Железников не удивился, когда к нему на следующий день подошли Рылеев и Фролов. Он знал, что пробудившаяся к литературе душа уже более не уснет, и ждал Рылеева.
Петр Степанович теперь пытался вспомнить, каким был Рылеев на его уроках. Кажется, особого внимания не проявлял, но и злостным неучем не был, кое-что слушал с интересом… Да, конечно, любознательность в нем была. Однако всему свое время, и пробуждению души — тоже.
Высокие шкафы библиотеки уходили под потолок. Золоченые корешки многотомных французских и немецких изданий плотным нерушимым строем заполняли полки. Этих книг не трогали много лет: Руссо, Вольтер, Лессинг, Дидро, д’Аламбер и другие вольнодумные авторы прошлого века, хорошо представленные в библиотеке, не входили сейчас в число рекомендованного чтения кадет, да и языками кадеты после изгнания «аббатов» уже не владели в той степени, чтобы читать что-нибудь, кроме учебника.
Рылеев спросил стихи Кострова.
— Должны, должны быть сочинения Ермила Ивановича, — сказал Железников, открыв шкаф с русскими книгами и перебирая их. — Собрания сочинений, что во втором году печатано, не покупали, а отдельные издания од и эпистол имеются.
Железников отобрал с десяток тоненьких книжечек и отдал их Рылееву.
— За что Суворов почитал Кострова? — спросил Фролов.
— За то, что он был служителем поэзии, а поэзия заключает в себе важнейшие поучения человеку. Костров преподнес фельдмаршалу оду. Вот эту, — добавил Железников, вытягивая из пачки книжек в руках Рылеева одну. — И Александр Васильевич ответил на нее также стихами. Он писал много стихов, но не печатал их, ибо считал свой талант слишком малым. Вот как он ответил Кострову:
Я в жизни пользуюсь, чем ты меня даришь,
И обожаю все, что ты в меня вперишь:
К услуге общества, что мне недоставало,
То наставление твое в меня влияло.
Суворов уважал даже само звание поэта. Рассказывают, что однажды какой-то молодой офицер на обеде у Суворова сел за стол не по чину. А надобно сказать, Суворов строго соблюдал чинопочитание и не любил выскочек. Заметив, что офицер занял не подобающее ему место, Александр Васильевич напустился на него: «Ты, говорит, зазнайка, не почитаешь старших!» — и пошел, и пошел… Бедный офицер ни жив ни мертв, в свое оправдание слова не может вымолвить. Один полковник пожалел офицера и говорит Суворову: «Ваше сиятельство, сей поручик — пиита, и сел нарочно поближе к вам, чтобы, приглядевшись, изобразить затем в стихах». Суворов сразу переменился. «Коли так, говорит, извини, братец, и иди сюда поближе, оттуда ты не много увидишь и услышишь. Поэту любой чин мал».

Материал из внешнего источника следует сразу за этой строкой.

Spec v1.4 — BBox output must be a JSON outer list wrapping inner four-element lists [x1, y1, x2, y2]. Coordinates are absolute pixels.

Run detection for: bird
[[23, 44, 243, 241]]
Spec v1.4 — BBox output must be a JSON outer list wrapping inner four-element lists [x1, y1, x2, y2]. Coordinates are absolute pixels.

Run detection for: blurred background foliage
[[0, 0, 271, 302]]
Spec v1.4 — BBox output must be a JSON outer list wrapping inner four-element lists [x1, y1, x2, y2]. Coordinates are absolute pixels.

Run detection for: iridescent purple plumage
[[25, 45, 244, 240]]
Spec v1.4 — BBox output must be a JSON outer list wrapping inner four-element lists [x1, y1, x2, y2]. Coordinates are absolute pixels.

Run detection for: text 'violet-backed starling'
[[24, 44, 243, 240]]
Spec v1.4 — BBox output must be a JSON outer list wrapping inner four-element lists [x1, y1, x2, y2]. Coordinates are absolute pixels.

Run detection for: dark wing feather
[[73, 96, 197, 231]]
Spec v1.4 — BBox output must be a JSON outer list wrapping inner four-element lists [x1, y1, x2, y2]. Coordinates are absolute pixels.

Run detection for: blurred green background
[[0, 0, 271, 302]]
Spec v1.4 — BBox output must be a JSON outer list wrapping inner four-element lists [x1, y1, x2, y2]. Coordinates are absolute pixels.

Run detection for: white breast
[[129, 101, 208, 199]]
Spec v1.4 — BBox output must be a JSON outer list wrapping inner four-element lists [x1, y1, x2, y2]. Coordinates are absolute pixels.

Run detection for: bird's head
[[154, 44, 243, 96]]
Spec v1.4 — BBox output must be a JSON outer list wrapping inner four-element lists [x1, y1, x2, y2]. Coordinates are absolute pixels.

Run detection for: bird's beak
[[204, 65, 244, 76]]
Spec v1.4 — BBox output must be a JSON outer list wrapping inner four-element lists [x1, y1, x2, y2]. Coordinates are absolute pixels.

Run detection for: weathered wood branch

В одном из шкафов стояли книги в разных переплетах, на корешках которых были вытиснены русские буквы. Рылеев, как ни приглядывался, не мог прочесть, что на них написано.
Пыль, покрывавшая эти книги, свидетельствовала, что их давно не доставали с полок.
— А что за книги вон там стоят? — спросил он Железникова, который, окончив говорить, молчал с задумчивой полуулыбкой.
— Какие?
— Вон те.
Железников посмотрел на указанные Рылеевым полки и вздохнул.
— Это не книги, — коротко ответил он и отвернулся. Но потом встал со стула, подошел к шкафу, долго отпирал его и, наконец отперев, вынул из разных мест три тома. — Это работы кадетов. В наши времена был такой обычай, лучшие переводы, сочинения, хороший выбор мыслей, изречений и отрывков из классических произведений, сделанные кадетами и одобренные преподавателями, удостоивались переплета.
Петр Степанович раскрыл один из томов и дал Рылееву, другой дал Фролову. Рылеев стал перелистывать страницы, исписанные старинным, но четким почерком. Сначала шли выписки из Жан-Жака Руссо о выгоде добродетельной жизни, затем собственное сочинение кадета «Письмо отцу раненого сына с поля сражения».
«Я ранен, но кровь моя лилась за отечество, и рана увенчала меня лаврами!» — читал Рылеев. В конце сочинения стояла подпись: «Сергей Глинка».
— Сергей Глинка! — воскликнул Рылеев удивленно и радостно.
— Да, Сергей Николаевич Глинка, — сказал Железников. — Он читал это сочинение на экзамене, и Михаил Илларионович Кутузов, прослушав его, сказал автору похвальные и пророческие слова: «Нет, брат! Ты не будешь служить, ты будешь писателем».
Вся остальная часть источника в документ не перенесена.